Overview

Service for retrieving HTTP resources asynchronously. Self-hosted within a lovely collection of docker containers.

Short Description

Send a POST request containing url, callback, (optionally) header and (optionally) parameter values. Content for the given url will be retrieved eventually and sent in a POST request to the specified callback url.

+--------------+                                                            +--------------+
|              |                                                            |              |
|              | POST http://localhost:8001/                                |              |
|              | url=http://example.com/                                    |              |
|              | callback=http://callback.example.com/                      |              |
|              | headers={                                                  |              |
|              |     "User-Agent":"Chrome, honest"                          |              |
|              | }                                                          |              |
|              | parameters={                                               |              |
|              |     "cookies": {                                           |              |
|              |     }                                                      |              |
|              | }                                                          |              |
|              |                                                            |              |
|              |                                                            |              |
|              |                                                            | Asynchronous |
| Your         |                                                            | HTTP         |
| application  | +--------------------------------------------------------> | retriever    |
|              |                                                            |              |
|              |                                                            |              |
|              |                                                            |              |
|              |                                                            |              |
|              |                       HTTP 200 OK                          |              |
|              |                       Content-Type: application/json       |              |
|              |                                                            |              |
|              |                       "118e35f631be802c41bec5c9dfb0f415"   |              |
|              | <--------------------------------------------------------+ |              |
+--------------+                                                            +--------------+
+

… some time passes …

+-------------+                                                             +--------------+
|             |                     POST http://callback.example.com/       |              |
|             |                     {                                       |              |
|             |                       "request_id": "118e35f631be802c41b…", |              |
|             |                       "status": "success",                  |              |
|             |                       "headers": {                          |              |
|             |                         "content-type": "text/html;"        |              |
| Your        |                       },                                    |              |
| callback    |                       "content": "PGRvY3R5cGUgaHRtbD4="     | Asynchronous |
| handler     |                     }                                       | HTTP         |
|             |                                                             | Retriever    |
|             | <---------------------------------------------------------+ |              |
+-------------+                                                             +--------------+

Why?

Pretty much every modern programming ecosystem provides a means for making HTTP requests and handling the resulting responses. You already get synchronous HTTP out the box, possibly asynchronous HTTP as well. Using whatever HTTP functionality your programming ecosystem provides is fine most of the time.
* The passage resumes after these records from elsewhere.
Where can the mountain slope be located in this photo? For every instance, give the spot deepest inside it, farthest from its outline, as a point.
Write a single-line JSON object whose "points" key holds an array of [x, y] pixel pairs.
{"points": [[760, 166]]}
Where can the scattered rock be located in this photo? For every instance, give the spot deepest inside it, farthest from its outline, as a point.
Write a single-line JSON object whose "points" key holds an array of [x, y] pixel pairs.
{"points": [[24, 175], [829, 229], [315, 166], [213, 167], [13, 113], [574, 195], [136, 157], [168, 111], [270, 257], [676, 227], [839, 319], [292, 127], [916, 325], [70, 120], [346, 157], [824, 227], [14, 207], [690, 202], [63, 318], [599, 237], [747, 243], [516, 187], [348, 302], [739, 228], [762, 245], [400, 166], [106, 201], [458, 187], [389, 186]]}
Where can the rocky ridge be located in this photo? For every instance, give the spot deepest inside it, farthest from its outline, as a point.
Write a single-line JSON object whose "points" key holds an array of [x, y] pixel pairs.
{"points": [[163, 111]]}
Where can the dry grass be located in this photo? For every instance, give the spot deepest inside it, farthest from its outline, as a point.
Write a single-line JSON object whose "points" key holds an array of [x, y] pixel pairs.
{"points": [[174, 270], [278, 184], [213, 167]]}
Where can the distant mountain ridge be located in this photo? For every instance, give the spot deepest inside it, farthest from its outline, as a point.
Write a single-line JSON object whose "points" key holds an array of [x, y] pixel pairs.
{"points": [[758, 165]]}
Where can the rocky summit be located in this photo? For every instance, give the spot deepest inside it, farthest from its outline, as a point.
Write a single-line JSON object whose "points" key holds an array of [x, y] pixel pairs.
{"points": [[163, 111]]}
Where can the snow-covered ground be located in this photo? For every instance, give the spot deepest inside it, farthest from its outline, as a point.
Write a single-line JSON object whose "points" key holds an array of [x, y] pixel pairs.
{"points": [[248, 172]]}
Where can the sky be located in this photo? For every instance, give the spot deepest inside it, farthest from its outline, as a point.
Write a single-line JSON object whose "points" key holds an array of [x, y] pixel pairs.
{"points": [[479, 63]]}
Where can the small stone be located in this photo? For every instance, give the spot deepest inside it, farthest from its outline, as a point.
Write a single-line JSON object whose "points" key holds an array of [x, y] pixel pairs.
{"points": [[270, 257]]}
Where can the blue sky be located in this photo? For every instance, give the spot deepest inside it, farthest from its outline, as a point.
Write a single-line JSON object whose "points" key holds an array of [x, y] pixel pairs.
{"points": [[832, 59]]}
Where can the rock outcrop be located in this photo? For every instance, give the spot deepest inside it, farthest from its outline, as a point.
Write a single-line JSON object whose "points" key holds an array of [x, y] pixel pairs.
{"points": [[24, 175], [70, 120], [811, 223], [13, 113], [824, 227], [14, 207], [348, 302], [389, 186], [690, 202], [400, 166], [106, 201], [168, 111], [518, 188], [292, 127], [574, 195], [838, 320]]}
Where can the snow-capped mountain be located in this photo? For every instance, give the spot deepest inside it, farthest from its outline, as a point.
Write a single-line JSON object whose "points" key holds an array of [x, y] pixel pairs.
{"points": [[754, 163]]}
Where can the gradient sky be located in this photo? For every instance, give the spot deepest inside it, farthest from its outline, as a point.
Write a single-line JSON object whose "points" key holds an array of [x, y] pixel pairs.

Want to retrieve the content of arbitrary urls often? No, you probably don’t. But if you do, you periodically run into failure cases.

We don’t like failure cases. Temporary service unavailability, intermittent internal server errors, unpredictable rate limiting responses.

To reliably retrieve an arbitrary HTTP resource, you need to able to retry after a given period for those odd cases where a request failed right now but which could (maybe would) succeed a little later. You introduce state (remembering what to retrieve) and you need something to handle doing so at the right time (some form of delayable background job processing).

You could re-write the means for doing so for every application you create that needs to retrieve resources over HTTP. Or you could not. Up to you really.

Production Readiness

Not production ready